Sensitivity tests determine the resistance of the microbe to antibacterial drugs by exposing it to standardized concentrations of those substances. Sensitivity analysis can be carried out for bacteria, fungi, and viruses. For some organisms, the results from a single drug predict the outcomes for other similar drugs. Thus, not all potentially active drugs are tested. The sensitivity analysis is carried out in vitro and, possibly, does not take into account many factors of natural conditions (for example, pharmacodynamics and pharmacokinetics, the peculiarity of the concentration of the drug in specific tissues and organs, the human body immunity), which eventually affect the success of treatment. Thus, the results of sensitivity tests do not always predict the outcome of treatment.

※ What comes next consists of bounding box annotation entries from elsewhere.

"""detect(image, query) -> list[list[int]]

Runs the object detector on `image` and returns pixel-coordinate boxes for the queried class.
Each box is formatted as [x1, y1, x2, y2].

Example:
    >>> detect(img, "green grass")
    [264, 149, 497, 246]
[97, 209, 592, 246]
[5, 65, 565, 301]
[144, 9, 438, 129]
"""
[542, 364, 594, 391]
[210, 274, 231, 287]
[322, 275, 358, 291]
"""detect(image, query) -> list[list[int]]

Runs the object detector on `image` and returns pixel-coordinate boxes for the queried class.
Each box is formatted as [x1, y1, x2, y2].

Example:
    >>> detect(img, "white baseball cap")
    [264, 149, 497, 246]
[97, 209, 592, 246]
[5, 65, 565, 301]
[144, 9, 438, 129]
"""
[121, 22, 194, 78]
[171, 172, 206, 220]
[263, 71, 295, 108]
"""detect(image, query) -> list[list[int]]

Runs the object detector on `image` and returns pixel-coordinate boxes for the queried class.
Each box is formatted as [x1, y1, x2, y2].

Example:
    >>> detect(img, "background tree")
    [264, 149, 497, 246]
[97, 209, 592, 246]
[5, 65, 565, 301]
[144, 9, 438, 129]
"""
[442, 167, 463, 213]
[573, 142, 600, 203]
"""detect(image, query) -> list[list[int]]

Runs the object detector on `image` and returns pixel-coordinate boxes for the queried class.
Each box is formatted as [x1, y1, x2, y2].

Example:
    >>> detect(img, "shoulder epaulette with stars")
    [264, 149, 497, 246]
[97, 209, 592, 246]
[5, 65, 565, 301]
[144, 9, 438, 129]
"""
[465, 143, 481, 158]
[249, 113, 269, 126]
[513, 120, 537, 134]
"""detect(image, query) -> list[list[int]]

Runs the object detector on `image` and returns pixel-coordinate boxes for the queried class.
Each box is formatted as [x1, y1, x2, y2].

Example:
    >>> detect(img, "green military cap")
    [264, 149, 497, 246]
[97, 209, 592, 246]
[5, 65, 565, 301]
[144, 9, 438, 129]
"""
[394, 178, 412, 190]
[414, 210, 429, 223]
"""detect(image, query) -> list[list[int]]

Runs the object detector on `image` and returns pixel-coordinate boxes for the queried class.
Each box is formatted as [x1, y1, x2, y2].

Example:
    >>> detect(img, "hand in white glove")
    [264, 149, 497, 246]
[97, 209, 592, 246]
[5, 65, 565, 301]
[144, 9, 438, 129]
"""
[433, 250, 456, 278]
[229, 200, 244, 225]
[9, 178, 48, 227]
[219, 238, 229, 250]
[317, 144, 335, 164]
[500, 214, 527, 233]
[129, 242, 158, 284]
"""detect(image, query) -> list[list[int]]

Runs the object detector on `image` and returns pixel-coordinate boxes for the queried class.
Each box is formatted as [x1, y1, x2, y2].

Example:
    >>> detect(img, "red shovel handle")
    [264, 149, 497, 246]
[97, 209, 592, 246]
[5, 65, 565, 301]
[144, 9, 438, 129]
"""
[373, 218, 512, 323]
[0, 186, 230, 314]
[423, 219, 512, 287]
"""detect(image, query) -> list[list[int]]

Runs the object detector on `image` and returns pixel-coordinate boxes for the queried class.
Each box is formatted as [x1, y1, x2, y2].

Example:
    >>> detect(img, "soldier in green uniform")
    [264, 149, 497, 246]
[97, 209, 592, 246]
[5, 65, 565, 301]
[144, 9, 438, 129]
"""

When antibiotics began to be used in the 1940s, they were called a miracle cure. But now there are fears that due to their too frequent use, bacteria have developed resistance to drugs. Antimicrobial resistance (AMR) is the ability of a microorganism to transfer significantly higher concentrations of the drug than other microorganisms of a given strain. Long-term accumulation of adaptations to survive drug exposure can lead to the development of AMR (Lomazzi, M. et al., 2019). Resistant microbes are increasingly harder to treat, requiring alternative medications or higher doses of drugs, which can be more expensive, more toxic, or both. They survive the treatment and multiply, passing their genes to the offspring, which is why the effectiveness of medications is further reduced. Resistance can occur spontaneously due to random mutations. The role of antimicrobial use in driving the emergence of resistance is likely to be specific to each drug and each microorganism, as is the effect of changes in this use (Holmes, A. et al., 2015). However, the increased and irrational use of antimicrobials appears to stimulate the release of mutations that may render antimicrobials ineffective and therefore increase in antibiotic resistance. At the moment, other existing types of antibiotics may come to the rescue, but gradually there are fewer options now, as bacteria adapt and develop resistance to numerous medications.
There is an urgent need to ensure that professionals strictly follow the protocols of disease management and that patients follow the doctor’s instructions and do not self-medicate. Additionally, it is necessary to raise the level of awareness of this issue among medical workers, parents, society as a whole, and especially the media. Therefore, it is important that health organizations in different countries urge doctors and patients to stop abusing antibiotics.Humanity has gone through various stages of the evolution of attitudes towards antibiotics – from cautious rejection to total abuse. However, all that people need is reasonable sufficiency.
References
Holmes, A., Moore, L., Sundsfjord, A., Steinbakk, M., Regmi, S., & Karkey, A. (2015). Understanding the mechanisms and drivers of antimicrobial resistance. Series, 1–12.
Lomazzi, M., Moore, M., Johnson, A., Balasegaram, M., & Borisch, B. (2019). Antimicrobial resistance – moving forward? BMC Public Health, 19(1).